Daniela Rodrigues, who is a BI Manager at Telefonica Brazil, developed another system to track the effectiveness of marketing campaigns for Brazil’s largest cellular phone provider. They were able to track within days whether a particular campaign was working, something that used to take closer to a month to run an analysis. They used a combination of SAS and MicroStrategy OLAP reports for this project.

Part of the problem is in understanding what specific characteristics of your customers you are looking for. PKO, Poland’s largest bank, was looking to roll out a new epayment app for its smartphone users and needed to identify those customers that were Internet-savvy and had the appropriate smartphones and were also comfortable with downloading apps. They used a combination of tools to comb their data warehouse and target the first 37,000 customers that fit their profile. But more importantly, they were able to measure the number of activations of their app by particular marketing campaigns to see which ones brought in the largest number of customers.

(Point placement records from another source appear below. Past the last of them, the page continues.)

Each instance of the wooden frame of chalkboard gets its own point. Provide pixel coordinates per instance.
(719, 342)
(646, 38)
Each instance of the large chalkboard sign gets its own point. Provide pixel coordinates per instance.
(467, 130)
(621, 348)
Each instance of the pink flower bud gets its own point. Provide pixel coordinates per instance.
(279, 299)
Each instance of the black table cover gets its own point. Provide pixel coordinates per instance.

Speaking of banking customers, Mark Swenson, the Director of Campaign Management for Teradata, gave some telling examples of how one bank used ATM data to acquire new customers. “They found more than a million of their customers only interact with ATMs and never come into their branches. But these customers were completely invisible before the bank added this data into their Teradata data warehouse, and were able to track who were going to other banks’ ATMs for their cash withdrawals. By adding marketing messages to their ATM screens, they were able to acquire 1300 new accounts over three weeks.”

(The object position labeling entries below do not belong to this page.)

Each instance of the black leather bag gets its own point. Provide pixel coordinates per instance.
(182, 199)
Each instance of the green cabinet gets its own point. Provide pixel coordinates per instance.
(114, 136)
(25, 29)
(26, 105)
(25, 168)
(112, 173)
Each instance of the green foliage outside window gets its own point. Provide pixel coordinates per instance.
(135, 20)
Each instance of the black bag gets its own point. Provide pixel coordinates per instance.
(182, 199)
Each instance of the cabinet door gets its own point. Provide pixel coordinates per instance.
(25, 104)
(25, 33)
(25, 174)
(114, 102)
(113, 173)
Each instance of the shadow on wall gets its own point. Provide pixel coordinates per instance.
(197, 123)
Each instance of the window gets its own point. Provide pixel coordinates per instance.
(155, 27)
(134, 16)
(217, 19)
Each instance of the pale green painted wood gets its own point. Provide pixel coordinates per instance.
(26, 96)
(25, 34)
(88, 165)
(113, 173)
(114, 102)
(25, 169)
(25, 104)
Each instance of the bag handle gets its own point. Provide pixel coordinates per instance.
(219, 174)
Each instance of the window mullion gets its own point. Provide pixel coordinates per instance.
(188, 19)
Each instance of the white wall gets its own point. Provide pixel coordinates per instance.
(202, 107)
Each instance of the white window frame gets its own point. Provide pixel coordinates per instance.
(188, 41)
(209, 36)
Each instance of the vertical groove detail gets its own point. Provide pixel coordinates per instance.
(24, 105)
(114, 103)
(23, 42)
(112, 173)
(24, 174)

This brings up an important point. “Every day, huge amounts of data are literally thrown down the drain. This is a major missed opportunity,” said Hani Mahmassani, who runs the Northwestern University Transportation Center. At the Dallas conference, he gave several transportation examples where trucking firms have instrumented their vehicles mostly for compliance reasons but weren’t using the data collected to make supply chain decisions or to optimize their fleet operations.

Customers can also provide tremendous insight into their own behavior, if you spend the time to listen to then. “What your customers tell you about how they use your website tells you more about your customers too,” says James Taylor of Decision Management Solutions. At the Teradata conference, he spoke of a recent incident with his local grocery store, where he is a loyalty card member. “They sent me a postcard with a generic series of offers that weren’t very compelling. There was no attempt to target the messaging, and no way to load the discounts into my card or my smartphone app. I couldn’t take advantage of the discounts at the store because I didn’t have my loyalty card with me.” All of his purchasing information was tracked through the program, yet it didn’t appear that his grocery store cared about his business. “If you treat your customers like a number, they will eventually defect – interaction quality is as important as product quality.”

Speaking of product quality, another session at the conference was from Mohan Namboodiri, who is the VP of Customer Analytics for Williams Sonoma. “Data science is part of our brand building here,” he said. The retailer is very conscious of delivering a high quality online shopping experience along with its heritage of scouring the world for fantastic products. As a result they are in the top 25 sites according to online annual revenues. To accomplish this they needed to have one central view of all of their marketing programs, both online and off.

Like Otto Group, they developed a series of personas to characterize their site visitors using Teradata’s Aster. They also have various triggers that have been programmed to respond to particular customer actions, such as recent browsers of a particular item that is put on sale in its stores. “It could be borderline creepy, but it is a sale and so saving customers money trumps that,” he said.